After I did the Kondo sweep of my book collection, I went through the books that I was keeping and pulled out a shelf’s worth of books to set aside. These were the books that were especially important to me, not necessarily for what they were in themselves, but for what the represented and for how they spoke to each other when organized together. In the spirit of the Kondo cleaning, a book made it onto the shelf according to whether it felt like it belonged.
It didn’t matter if I read the book often or barely at all, though I had to have read at least a great portion of the book at some point. Two of the books I bought just so I could put them on this shelf. While those two books are still wrapped in plastic, I had read library copies of them frequently.
I organized that one shelf chronologically by the composition dates of the book. This isn’t about their publication date, mind you. Most of those are pretty recent. Rather, it was about the date of origin. Oral texts like the Popol Vuh? Despite being contemporary published works, I organized them according to their oral source in the period just after European contact. Other books, which were quite contemporary, I ordered according to their subject matter, so that The Flower and the Scorpion sits between Dante’s Inferno and the Popol Vuh. Again, feeling trumped strict logic.
The chronology provides both a sense of temporal depth and complexity. Seeing these texts that span more than 5,000 years and the globe side by side also lets me contemplate the wondrous sympathies that flash between millenia and space. It is a useful experience to see that these books have a significance that isn’t exactly contiguous with their contents. In fact, several of these books seem to be there precisely because they point to historical and spiritual aspects of my work that their contents only tangentially address.

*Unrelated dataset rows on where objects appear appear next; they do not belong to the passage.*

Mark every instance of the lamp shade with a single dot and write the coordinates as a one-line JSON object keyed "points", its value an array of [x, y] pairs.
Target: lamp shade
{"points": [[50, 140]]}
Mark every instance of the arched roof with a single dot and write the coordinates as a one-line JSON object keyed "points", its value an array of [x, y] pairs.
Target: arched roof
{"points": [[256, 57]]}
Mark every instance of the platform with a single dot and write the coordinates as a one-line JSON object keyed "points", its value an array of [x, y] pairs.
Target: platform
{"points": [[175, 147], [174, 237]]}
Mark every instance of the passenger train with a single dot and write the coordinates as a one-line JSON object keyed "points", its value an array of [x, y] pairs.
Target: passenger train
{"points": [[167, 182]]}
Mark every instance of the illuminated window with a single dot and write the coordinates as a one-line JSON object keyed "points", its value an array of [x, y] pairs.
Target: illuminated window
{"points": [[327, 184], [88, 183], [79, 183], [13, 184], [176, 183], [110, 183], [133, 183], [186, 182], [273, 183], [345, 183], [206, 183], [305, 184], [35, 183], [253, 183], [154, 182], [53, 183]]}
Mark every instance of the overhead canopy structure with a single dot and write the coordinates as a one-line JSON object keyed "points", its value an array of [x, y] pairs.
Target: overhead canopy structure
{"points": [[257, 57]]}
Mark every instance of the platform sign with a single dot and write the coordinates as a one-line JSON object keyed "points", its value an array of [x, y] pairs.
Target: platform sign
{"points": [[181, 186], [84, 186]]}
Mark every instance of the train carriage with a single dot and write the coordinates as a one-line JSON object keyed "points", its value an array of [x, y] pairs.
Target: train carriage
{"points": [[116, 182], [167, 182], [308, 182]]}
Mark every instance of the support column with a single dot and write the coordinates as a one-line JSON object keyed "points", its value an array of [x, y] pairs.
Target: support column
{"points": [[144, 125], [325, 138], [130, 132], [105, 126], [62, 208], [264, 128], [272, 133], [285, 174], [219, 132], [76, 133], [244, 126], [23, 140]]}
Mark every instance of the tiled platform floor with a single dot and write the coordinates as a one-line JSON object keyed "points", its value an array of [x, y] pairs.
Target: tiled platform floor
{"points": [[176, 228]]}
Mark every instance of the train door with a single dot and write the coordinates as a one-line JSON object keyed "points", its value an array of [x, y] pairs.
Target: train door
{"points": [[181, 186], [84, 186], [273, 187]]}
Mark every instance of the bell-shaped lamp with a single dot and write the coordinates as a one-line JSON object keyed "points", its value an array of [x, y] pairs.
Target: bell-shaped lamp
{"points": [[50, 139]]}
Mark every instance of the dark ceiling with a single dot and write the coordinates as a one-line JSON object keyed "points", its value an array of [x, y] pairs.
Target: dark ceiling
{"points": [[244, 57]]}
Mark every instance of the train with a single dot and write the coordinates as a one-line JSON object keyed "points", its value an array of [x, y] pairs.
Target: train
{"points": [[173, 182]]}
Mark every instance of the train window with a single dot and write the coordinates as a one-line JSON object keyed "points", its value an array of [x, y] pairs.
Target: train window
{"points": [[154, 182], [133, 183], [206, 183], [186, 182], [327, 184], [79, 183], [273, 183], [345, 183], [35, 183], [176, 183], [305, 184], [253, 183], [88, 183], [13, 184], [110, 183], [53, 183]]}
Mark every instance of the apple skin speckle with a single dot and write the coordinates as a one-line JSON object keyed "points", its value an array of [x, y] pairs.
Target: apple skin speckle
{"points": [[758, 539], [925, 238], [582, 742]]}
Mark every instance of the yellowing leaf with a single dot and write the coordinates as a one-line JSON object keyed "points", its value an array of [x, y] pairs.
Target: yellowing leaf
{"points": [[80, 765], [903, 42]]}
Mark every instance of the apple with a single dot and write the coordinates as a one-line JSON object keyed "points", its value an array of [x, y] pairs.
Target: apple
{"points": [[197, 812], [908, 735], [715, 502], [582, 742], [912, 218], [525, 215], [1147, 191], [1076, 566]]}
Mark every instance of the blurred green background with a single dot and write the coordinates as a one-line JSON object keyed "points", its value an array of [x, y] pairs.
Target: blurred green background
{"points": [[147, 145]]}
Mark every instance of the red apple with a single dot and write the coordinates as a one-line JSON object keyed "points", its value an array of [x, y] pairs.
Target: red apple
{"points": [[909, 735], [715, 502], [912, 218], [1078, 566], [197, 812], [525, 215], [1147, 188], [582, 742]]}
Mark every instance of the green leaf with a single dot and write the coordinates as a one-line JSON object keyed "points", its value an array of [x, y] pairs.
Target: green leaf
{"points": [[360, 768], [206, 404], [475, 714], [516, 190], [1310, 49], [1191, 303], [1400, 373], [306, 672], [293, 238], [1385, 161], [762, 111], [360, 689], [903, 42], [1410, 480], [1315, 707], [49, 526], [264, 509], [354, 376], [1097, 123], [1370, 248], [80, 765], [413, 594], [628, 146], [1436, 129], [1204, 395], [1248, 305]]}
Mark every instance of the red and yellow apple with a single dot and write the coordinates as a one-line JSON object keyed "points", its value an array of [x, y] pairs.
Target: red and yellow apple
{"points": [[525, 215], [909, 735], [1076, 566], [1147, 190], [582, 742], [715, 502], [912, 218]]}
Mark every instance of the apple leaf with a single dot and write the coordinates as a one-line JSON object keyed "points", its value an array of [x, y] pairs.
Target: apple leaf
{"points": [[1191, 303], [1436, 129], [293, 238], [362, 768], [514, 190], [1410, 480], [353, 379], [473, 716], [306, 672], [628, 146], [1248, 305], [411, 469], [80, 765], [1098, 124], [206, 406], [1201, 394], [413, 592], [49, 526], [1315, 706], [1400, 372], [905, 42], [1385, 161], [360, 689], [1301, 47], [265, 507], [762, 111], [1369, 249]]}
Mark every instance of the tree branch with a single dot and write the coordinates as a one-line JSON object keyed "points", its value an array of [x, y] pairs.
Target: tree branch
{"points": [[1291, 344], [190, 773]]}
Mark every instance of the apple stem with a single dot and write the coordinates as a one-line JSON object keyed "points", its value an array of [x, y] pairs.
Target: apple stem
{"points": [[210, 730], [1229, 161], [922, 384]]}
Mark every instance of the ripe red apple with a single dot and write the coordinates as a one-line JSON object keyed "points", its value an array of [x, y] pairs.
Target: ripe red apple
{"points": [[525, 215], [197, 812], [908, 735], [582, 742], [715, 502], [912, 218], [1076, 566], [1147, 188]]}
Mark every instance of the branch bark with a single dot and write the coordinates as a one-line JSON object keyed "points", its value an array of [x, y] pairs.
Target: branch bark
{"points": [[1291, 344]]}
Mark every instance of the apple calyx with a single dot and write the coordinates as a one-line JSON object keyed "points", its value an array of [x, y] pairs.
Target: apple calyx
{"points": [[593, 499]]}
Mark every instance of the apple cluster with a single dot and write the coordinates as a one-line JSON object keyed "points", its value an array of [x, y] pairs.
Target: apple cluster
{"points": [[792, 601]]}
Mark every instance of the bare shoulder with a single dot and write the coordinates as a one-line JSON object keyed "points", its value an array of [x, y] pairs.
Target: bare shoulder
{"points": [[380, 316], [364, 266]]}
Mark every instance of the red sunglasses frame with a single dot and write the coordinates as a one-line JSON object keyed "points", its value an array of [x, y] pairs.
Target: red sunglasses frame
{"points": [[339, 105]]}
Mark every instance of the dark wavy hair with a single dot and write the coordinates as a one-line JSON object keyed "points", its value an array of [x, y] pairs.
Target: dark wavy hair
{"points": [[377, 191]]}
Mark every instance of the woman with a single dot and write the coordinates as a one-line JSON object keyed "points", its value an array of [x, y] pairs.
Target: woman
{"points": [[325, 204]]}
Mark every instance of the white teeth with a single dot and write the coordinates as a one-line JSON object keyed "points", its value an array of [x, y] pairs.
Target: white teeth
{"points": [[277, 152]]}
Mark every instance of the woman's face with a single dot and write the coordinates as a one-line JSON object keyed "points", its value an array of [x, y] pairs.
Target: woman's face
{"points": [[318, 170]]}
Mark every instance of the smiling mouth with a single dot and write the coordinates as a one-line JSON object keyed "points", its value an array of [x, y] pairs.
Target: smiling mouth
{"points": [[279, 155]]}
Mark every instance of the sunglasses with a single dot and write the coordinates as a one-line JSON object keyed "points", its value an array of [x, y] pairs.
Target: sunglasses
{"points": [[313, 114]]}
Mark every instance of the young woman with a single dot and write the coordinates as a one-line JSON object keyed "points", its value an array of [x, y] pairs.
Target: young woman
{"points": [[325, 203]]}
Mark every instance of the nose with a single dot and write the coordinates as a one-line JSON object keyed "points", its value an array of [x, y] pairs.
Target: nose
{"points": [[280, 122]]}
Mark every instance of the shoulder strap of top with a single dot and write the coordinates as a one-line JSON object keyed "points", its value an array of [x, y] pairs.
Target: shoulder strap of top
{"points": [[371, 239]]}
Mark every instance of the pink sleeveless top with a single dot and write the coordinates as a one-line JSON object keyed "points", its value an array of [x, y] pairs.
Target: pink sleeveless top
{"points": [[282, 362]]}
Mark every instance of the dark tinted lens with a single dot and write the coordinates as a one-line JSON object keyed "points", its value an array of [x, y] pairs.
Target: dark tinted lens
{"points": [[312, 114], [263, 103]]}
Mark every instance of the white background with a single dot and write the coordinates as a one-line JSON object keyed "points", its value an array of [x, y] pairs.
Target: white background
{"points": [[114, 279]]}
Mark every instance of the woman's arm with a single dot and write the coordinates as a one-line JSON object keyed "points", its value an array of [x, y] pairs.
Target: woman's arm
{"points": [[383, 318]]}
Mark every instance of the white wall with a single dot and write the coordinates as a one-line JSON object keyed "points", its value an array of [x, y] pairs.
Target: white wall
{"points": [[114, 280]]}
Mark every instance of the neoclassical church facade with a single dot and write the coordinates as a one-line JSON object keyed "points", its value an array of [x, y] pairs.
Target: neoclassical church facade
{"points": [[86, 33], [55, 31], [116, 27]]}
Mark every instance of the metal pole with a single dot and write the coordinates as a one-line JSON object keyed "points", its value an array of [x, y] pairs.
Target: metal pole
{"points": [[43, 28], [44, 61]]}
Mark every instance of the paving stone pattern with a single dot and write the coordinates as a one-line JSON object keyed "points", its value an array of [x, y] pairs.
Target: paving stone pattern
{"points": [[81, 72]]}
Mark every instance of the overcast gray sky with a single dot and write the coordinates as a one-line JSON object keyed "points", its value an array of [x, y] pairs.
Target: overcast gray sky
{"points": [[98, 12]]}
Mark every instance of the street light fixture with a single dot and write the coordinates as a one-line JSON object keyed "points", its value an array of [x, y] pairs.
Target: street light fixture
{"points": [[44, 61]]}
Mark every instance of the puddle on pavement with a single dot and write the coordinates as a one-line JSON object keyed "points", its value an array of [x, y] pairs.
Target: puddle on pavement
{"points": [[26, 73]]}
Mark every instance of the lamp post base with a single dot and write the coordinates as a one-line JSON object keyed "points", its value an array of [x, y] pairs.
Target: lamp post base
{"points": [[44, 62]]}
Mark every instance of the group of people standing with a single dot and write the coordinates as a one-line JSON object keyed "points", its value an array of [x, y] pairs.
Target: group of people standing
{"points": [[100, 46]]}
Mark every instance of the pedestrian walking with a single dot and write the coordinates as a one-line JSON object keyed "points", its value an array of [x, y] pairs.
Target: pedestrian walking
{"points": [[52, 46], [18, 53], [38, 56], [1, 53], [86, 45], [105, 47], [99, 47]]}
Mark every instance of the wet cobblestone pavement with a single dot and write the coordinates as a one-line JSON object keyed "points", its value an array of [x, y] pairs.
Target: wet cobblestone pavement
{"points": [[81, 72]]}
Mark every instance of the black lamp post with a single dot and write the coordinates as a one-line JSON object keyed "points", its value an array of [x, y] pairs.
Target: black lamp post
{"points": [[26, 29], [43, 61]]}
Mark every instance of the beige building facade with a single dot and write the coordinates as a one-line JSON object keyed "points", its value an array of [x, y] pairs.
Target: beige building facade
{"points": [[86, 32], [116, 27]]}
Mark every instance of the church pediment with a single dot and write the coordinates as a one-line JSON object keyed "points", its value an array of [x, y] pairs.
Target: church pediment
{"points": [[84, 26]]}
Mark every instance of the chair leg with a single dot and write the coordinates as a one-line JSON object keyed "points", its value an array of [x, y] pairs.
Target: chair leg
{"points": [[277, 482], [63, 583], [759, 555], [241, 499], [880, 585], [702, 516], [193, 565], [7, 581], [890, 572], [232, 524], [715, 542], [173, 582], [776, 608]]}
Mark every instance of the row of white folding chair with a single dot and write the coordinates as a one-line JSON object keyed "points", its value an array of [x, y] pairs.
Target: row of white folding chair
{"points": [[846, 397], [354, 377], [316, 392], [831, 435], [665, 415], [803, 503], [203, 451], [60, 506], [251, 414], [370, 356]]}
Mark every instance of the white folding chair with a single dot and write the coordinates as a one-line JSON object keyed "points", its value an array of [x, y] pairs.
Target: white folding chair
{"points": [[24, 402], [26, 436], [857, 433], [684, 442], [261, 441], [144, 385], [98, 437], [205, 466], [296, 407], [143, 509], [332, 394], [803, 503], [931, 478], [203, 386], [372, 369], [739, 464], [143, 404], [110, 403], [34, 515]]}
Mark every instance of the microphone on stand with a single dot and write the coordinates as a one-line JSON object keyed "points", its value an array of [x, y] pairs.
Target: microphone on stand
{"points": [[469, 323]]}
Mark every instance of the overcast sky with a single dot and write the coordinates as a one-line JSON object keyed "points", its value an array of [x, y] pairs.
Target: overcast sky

Since I set up the shelf, a few books have come off it and a few others joined it. Still, I have refused to let it expand past a single shelf. The coherence of a single shelf matters here. If I felt a book needed to be added, I considered what book(s) might need to be removed. In several cases, slim but representative volumes replaced thicker, more thorough texts. Right now, there are 24 books on that shelf.
In order they are:
I Ching (Peter Karcher), The Image of the Netherworld in the Sumerian Sources (Dina Katz), the Tanakh (JPS version), the Bible (King James version), the Qur’an (Abdel Haleem’s translation for Oxford Books), Sefer Yetzirah in Theory and Practice (Aryeh Kaplan), On Magic (Epistles of the Brethren of Purity, vol. 52a), The Taoist I Ching (Thomas Cleary), Bezels of Wisdom (Ibn al’Arabi), On the Divine Governance of the Human Kingdom (Ibn al’Arabi), Meccan Revelations, volumes I and II (Ibn al’Arabi), The Soul’s Journey into God/The Tree of Life/The Life of St. Francis (Bonaventure), The Inferno (Dante, Robert Pinsky translation), The Flower and the Scorpion (Pete Sigal), the Popol Vuh (Dennis Tedlock translation, 2e), Grimorium Verum (Joseph Peterson’s translation), Letter to a Priest (Simone Weil), A Recitation of Ifa (Judith Gleason), The Exegesis of Philip K. Dick (Philip K. Dick), Rituals of Sacrifice (Vincent Stanzione), Our Mothers, Our Powers, Our Texts (Teresa Washington), The Art and Practice of Geomancy (John Michael Greer), and Obeah (Nicholaj de Mattos Frisvold).
I am toying with the idea of talking through this shelf, mostly for the opportunity to reflect and illuminate the feelings that animate it for myself. We’ll see.